Eric Lilley Trio, Follow Up Review

imaginative amalgams of modern and traditional jazz sounds


Eric Lilley Trio, Follow Up Review

by:  Ferell Aubre

eric-lilley-trioEric Lilley is an American pianist, keyboardist, bandleader, and composer born in Corona, California. Lilley graduated from Berklee College of Music in Boston in 1978 and started his career with Atlantic recording artists, The Energetics, followed by joining Herb Reed of the original Platters. Eventually settling in Denver, Colorado, Lilley quickly became an in-demand player on the local jazz, blues, rock, and funk scene. In 1985 Lilley formed the jazz fusion group You Guys, which released Play de Doh on ITI Records and received favorable national airplay leading to festival dates at the Telluride, Breckenridge, and Vail jazz festivals, among others. The nineties’ decade found Lilley touring out of Nashville and doing theatrical work in Branson, Missouri. He was keyboardist and staff arranger for the Shoji Tabuchi Show and served in the same capacity at the Lawrence Welk Show in 1999. In 2005, Lilley formed Twin Goat Music and released Songs Without Words as a solo piano disc. In 2020, Lilley released Joie de Vivre. Now The Eric Lilley Trio is releasing Follow Up, their second release in less than a year. On Follow Up, Lilley presents nine original compositions and is again joined by Mark Diamond on bass and newcomer Dru Heller on drums. Jose Espino guests on percussion for “Bud Bop” and “Leanin,'” turning the trio into a rhythmic quartet.

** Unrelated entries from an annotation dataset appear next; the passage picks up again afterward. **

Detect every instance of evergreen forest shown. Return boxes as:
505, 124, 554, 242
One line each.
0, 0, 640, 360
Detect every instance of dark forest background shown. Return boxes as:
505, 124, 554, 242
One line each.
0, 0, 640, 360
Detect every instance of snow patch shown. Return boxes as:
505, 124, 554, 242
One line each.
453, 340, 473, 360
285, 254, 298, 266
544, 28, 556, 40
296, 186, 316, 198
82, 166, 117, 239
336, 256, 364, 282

“Bud Bop” opens the album with a jaunting Latin composition presented by the quartet. Lilley’s melody has elements of the great pianist Bud Powell’s style. For the solo, Lilley is keeping a steady chordal pattern as his lines float through the harmony. The second chorus is given more rhythmic activity as Lilley switches to the upper register on the piano. The bridge’s swing feel adds diversity to the flow of the composition. Heller trades with the quartet to build an impressive climax. Lilley’s composition and playing are balanced and well-rooted in the jazz tradition.

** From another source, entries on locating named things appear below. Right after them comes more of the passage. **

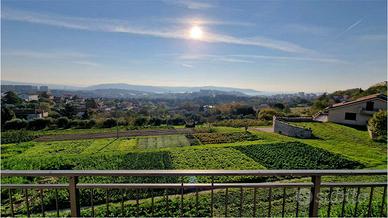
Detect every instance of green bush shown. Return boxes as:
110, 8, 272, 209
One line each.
236, 142, 363, 169
57, 117, 70, 128
27, 118, 52, 130
368, 110, 388, 141
258, 108, 284, 121
4, 119, 28, 130
193, 132, 259, 144
102, 118, 117, 128
86, 120, 97, 129
1, 130, 38, 144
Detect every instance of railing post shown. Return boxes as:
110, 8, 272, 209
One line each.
309, 176, 321, 217
69, 176, 81, 217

“The Hollow Way” is a sophisticated melody that flows over a brisk swing feel. Diamond’s big woody bass sound fills the airwaves during his solo. Lilley and Heller are interactive with their support. Lilley’s soloing is soulfully in the pocket as he explores the rhythm changes with style and ease. His vocabulary is modern with a healthy helping of straight ahead.

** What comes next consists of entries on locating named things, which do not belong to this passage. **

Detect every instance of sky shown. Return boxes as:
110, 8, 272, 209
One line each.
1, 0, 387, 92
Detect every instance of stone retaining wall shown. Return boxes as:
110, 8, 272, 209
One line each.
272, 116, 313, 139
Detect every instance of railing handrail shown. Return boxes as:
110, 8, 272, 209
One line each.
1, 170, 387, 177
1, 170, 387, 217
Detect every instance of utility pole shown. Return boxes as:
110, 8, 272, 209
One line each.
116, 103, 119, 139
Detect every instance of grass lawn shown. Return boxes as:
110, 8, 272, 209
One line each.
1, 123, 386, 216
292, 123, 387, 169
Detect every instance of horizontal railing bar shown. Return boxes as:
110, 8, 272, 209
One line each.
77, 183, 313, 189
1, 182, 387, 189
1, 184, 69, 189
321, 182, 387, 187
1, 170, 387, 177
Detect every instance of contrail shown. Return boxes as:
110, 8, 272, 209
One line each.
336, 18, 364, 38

Follow Up is nine tracks that show Lilley’s musical gift for composition and performing overtly. The trio and quartet create an atmosphere that ripples and slithers with the authentic sounds of jazz. The sonic palette of Follow Up flows from straight-ahead swingers to cinematic introspective ballads. Although the compositions provide many opportunities for the players to show their improvising smarts, Lilley’s compositions are also very imaginative amalgams of modern and traditional jazz sounds. Follow Up is a stirring collection of shifting rhythms and unexpected melodic exploration, all formed in the rich jazz tradition’s language.